Jarrad Scarlett, MD, PhD
- Assistant Professor of Pediatrics, Division of Gastroenterology & Hepatology
- Home Department Website: http://www.washington.edu/medicine/pediatrics/specialties/gastroenterology
- Seattle Children's Hospital Website: https://www.seattlechildrens.org/directory/jarrad-matthew-scarlett/
After completing his undergraduate training at the University of Washington (UW) and earning Bachelor of Science degrees in both Neurobiology and Biochemistry, Dr. Scarlett was accepted into the Medical Scientist Training Program at Oregon Health & Sciences University (OHSU) where he obtained both a Ph.D. in Neuroscience and his M.D. He then went on to complete his residency training in Pediatrics at OHSU in 2012 and his fellowship training in Pediatric Gastroenterology, Hepatology and Nutrition at Seattle Children’s Hospital (SCH) in 2015. Dr. Scarlett was promoted to Assistant Professor in 2017.
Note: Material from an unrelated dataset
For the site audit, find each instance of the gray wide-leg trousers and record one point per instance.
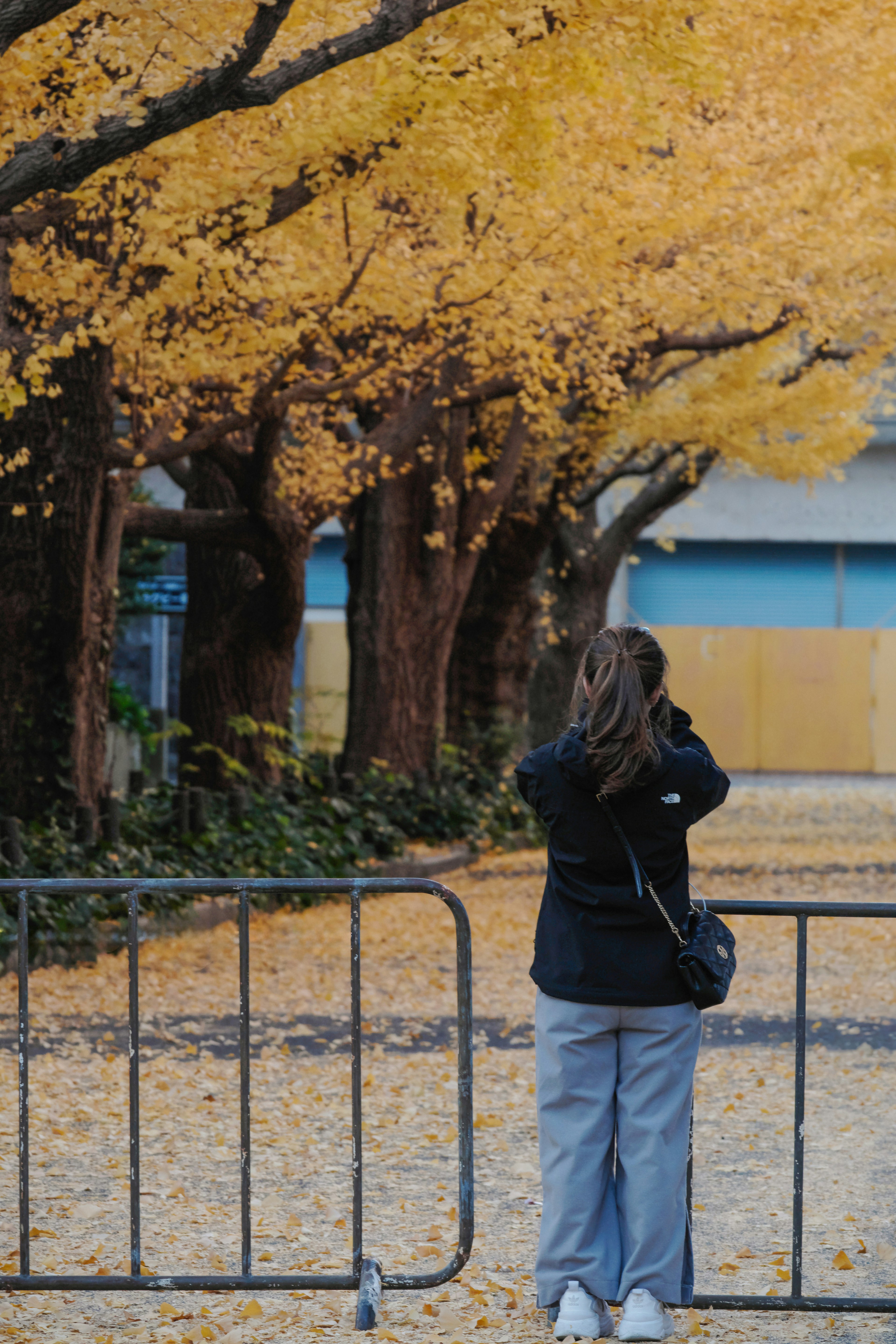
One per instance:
(613, 1091)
Recent work in the field of diabetes research supports the concept of a brain-centered glucoregulatory system that works cooperatively with pancreatic islets to regulate blood glucose. Dr. Scarlett’s post-doctoral work identified that the brain is a target for the fibroblast growth factor, FGF1, and that in response to central FGF1 administration that the brain can promote sustained glucose lowering in murine models of obesity and diabetes. Current studies are focused on elucidating the specific central neurocircuits and signaling pathways that are targeted by central FGF1 therapy and the peripheral mechanisms that are responsible for promoting remission of diabetic hyperglycemia.
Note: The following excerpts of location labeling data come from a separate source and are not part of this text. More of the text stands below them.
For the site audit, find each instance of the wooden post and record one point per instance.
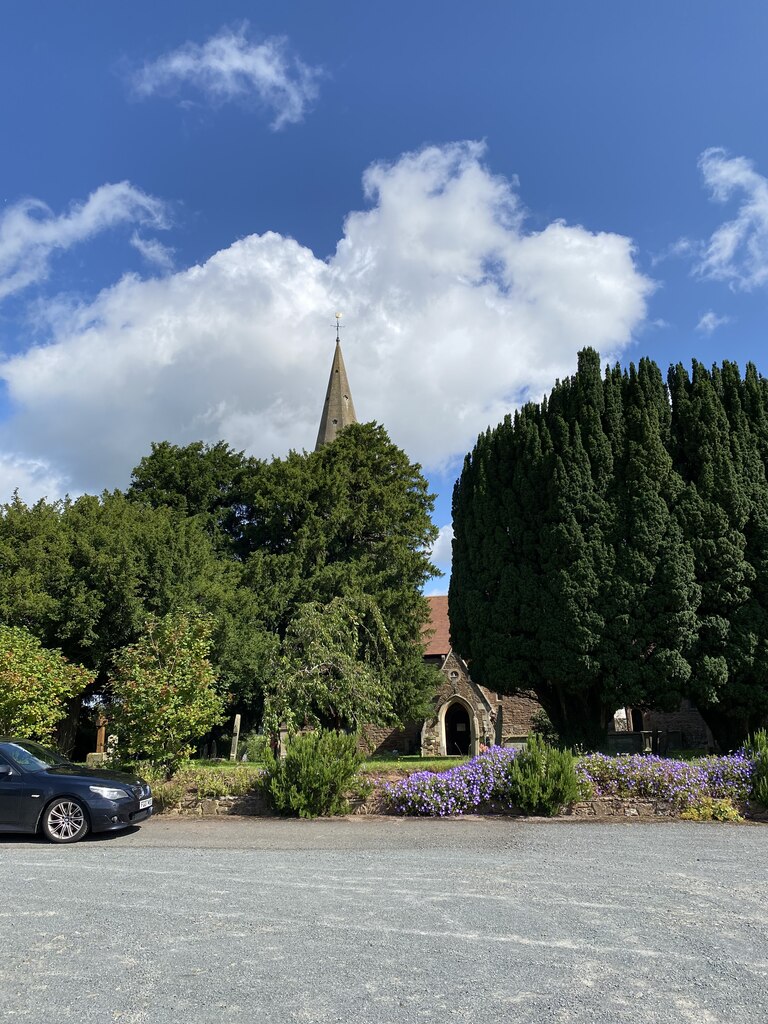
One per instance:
(236, 737)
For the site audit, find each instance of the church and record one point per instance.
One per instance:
(467, 716)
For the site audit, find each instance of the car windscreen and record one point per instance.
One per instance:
(33, 756)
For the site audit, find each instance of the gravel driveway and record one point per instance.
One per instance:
(388, 921)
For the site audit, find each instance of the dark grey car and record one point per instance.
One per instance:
(40, 791)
How can this research help people with diabetes?
Current treatment regimens for T2D, which rely upon daily drug dosing and frequent glucose monitoring to normalize blood sugar levels, can delay disease progression, but they do not achieve lasting diabetes remission and hence cannot prevent disease progression. Therefore, a compelling need for new, more effective treatment options exists, and growing evidence points to brain neurocircuits involved in glucose homeostasis as potential therapeutic targets. However, to fully realize the potential of such translational advances, an improved understanding of the central and peripheral mechanisms that control glucose homeostasis is required. By identifying the mechanisms whereby FGF1 action in the brain induces sustained remission of diabetic hyperglycemia, we hope to identify new therapeutics with the potential to improve treatment outcomes for patients with diabetes.